Он заказал два «Наполеона».
– Вы давно живете с Арманом Готье?
– Уверена, что вы знаете ответ на свой вопрос, – заметила Ноэлли.
Генерал Шайдер улыбнулся.
– Да, я действительно знаю ответ. На самом деле я хотел спросить вас, почему вы отказывались пообедать со мной раньше. Из-за Готье?
Ноэлли отрицательно покачала головой.
– Понятно, – холодно заметил он.
В его голосе было что-то очень грустное, и это удивило Ноэлли.
– В Париже полно женщин, – попыталась она успокоить его. – Вам есть из кого выбрать.
– Вы не знаете меня, – тихо возразил генерал. – Иначе вы не стали бы так говорить.
Он несколько смутился.
– В Берлине у меня остались жена и ребенок. Я их очень люблю, но вот уже больше года живу в разлуке с ними и не имею ни малейшего представления, когда увижу их снова.
– Кто заставлял вас ехать в Париж? – безжалостно спросила Ноэлли.
– Я вовсе не ищу у вас сочувствия, а только пытаюсь объяснить вам, что я за человек. Я не бегаю за каждой юбкой. Просто когда я увидел вас на сцене, со мной что-то произошло, – продолжал он, – и у меня возникло огромное желание познакомиться с вами. Мне хотелось бы, чтобы мы были добрыми друзьями.
Он говорил спокойно и с большим достоинством.

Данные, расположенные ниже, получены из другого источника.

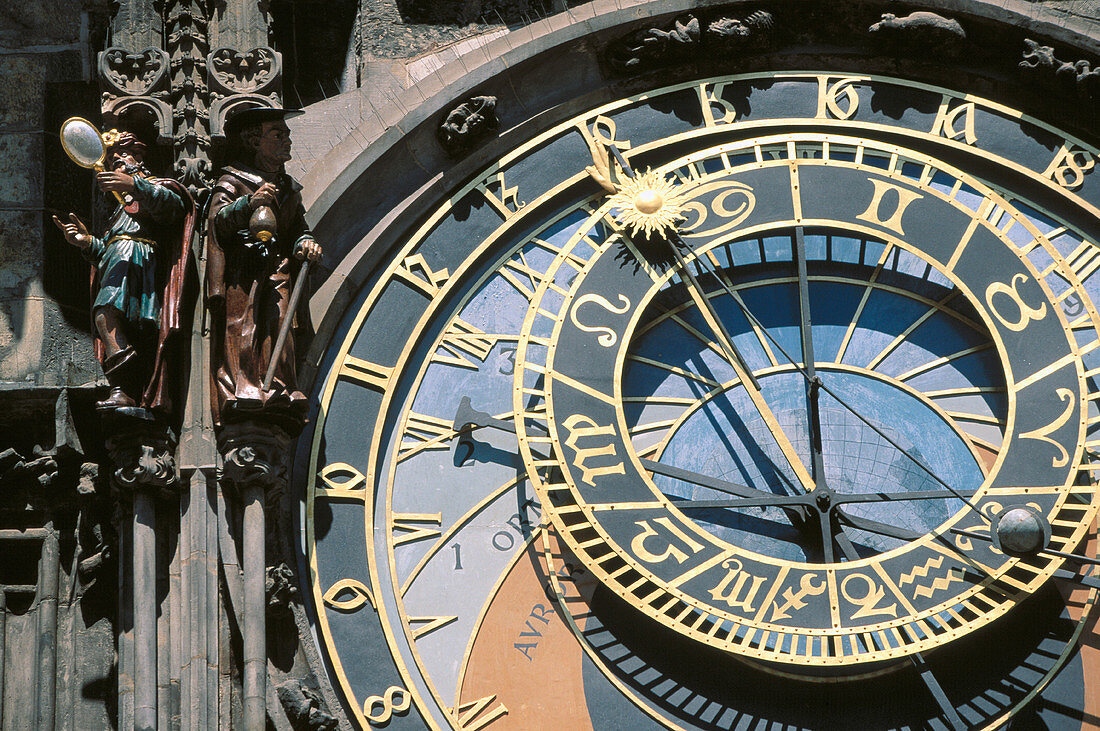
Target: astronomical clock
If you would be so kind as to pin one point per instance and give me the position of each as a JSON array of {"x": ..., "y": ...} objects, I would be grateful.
[{"x": 761, "y": 400}]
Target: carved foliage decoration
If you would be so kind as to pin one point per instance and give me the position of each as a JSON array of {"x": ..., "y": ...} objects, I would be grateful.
[
  {"x": 304, "y": 707},
  {"x": 253, "y": 453},
  {"x": 1078, "y": 76},
  {"x": 251, "y": 72},
  {"x": 187, "y": 45},
  {"x": 282, "y": 589},
  {"x": 143, "y": 458},
  {"x": 688, "y": 39},
  {"x": 468, "y": 124},
  {"x": 242, "y": 80},
  {"x": 133, "y": 74}
]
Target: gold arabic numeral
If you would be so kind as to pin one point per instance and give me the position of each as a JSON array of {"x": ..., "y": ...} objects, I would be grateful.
[
  {"x": 424, "y": 432},
  {"x": 462, "y": 342},
  {"x": 1069, "y": 166},
  {"x": 416, "y": 272},
  {"x": 428, "y": 624},
  {"x": 837, "y": 99},
  {"x": 505, "y": 199},
  {"x": 868, "y": 597},
  {"x": 948, "y": 117},
  {"x": 710, "y": 99},
  {"x": 389, "y": 705},
  {"x": 884, "y": 210},
  {"x": 348, "y": 595},
  {"x": 796, "y": 600},
  {"x": 581, "y": 427},
  {"x": 342, "y": 482},
  {"x": 535, "y": 623},
  {"x": 476, "y": 713},
  {"x": 607, "y": 336},
  {"x": 1024, "y": 313},
  {"x": 738, "y": 587},
  {"x": 411, "y": 530},
  {"x": 600, "y": 136},
  {"x": 671, "y": 549},
  {"x": 1043, "y": 432},
  {"x": 365, "y": 373}
]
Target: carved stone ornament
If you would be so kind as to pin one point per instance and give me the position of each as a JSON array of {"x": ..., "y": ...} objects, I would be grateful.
[
  {"x": 129, "y": 74},
  {"x": 227, "y": 107},
  {"x": 252, "y": 72},
  {"x": 689, "y": 37},
  {"x": 468, "y": 124},
  {"x": 919, "y": 33},
  {"x": 143, "y": 457},
  {"x": 253, "y": 453},
  {"x": 281, "y": 588},
  {"x": 1078, "y": 76},
  {"x": 304, "y": 707}
]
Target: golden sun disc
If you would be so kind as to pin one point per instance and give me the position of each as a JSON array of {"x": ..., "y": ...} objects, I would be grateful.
[{"x": 647, "y": 203}]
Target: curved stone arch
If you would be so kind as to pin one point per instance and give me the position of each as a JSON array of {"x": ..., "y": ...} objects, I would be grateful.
[{"x": 364, "y": 194}]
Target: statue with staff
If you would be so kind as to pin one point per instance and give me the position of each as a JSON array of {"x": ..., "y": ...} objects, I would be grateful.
[
  {"x": 140, "y": 266},
  {"x": 260, "y": 250}
]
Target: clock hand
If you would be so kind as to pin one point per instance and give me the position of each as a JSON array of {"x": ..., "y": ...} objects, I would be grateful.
[
  {"x": 813, "y": 383},
  {"x": 806, "y": 499},
  {"x": 733, "y": 355},
  {"x": 706, "y": 266}
]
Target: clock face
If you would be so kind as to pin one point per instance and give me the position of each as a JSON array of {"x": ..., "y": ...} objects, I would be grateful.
[{"x": 801, "y": 414}]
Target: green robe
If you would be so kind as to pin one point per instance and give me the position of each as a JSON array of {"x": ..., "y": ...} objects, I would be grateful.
[{"x": 127, "y": 266}]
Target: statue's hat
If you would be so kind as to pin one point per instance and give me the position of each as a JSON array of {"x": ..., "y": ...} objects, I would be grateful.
[{"x": 255, "y": 115}]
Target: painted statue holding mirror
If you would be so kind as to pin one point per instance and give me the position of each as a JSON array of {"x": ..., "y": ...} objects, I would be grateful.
[{"x": 140, "y": 264}]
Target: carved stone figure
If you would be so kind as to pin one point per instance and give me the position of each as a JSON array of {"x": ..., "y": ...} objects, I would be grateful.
[
  {"x": 468, "y": 124},
  {"x": 644, "y": 48},
  {"x": 685, "y": 40},
  {"x": 734, "y": 34},
  {"x": 1079, "y": 76},
  {"x": 140, "y": 267},
  {"x": 304, "y": 707},
  {"x": 251, "y": 272},
  {"x": 919, "y": 33}
]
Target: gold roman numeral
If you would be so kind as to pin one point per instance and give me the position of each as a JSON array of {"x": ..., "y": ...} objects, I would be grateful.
[
  {"x": 503, "y": 198},
  {"x": 462, "y": 340},
  {"x": 365, "y": 373},
  {"x": 416, "y": 272},
  {"x": 407, "y": 523}
]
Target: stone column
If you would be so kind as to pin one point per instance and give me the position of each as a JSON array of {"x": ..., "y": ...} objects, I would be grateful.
[
  {"x": 254, "y": 467},
  {"x": 144, "y": 468}
]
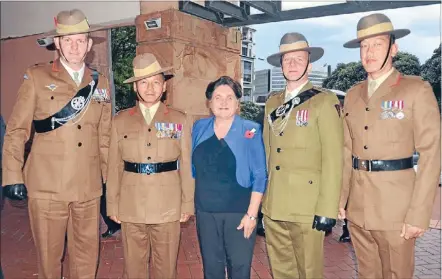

– Ничего не могу обещать вам, – ответила ему Ноэлли.
Он кивнул головой.
– Я понимаю.
Однако он, конечно, не понимал. Ноэлли уже решила больше не видеться с ним. Генерал Шайдер тактично перевел разговор на другую тему, и они побеседовали о театре и актерской профессии. Он удивил ее широтой познаний в этой области. У генерала был восприимчивый и глубокий ум. Шайдер рассуждал то об одном, то о другом, во всем находя с Ноэлли общие интересы. Он излагал свои мысли весьма искусно, и она не скучала. Генерал изо всех сил старался выведать у Ноэлли ее биографию. Сильный, уверенный в себе, в военной форме оливкового цвета, Шайдер имел вид типичного немецкого генерала. Однако в нем чувствовалась какая-то мягкость, выдававшая совершенно иные черты характера. Он скорее напоминал интеллигента-ученого, а не полководца. И все-такие на лице у него красовался огромный шрам.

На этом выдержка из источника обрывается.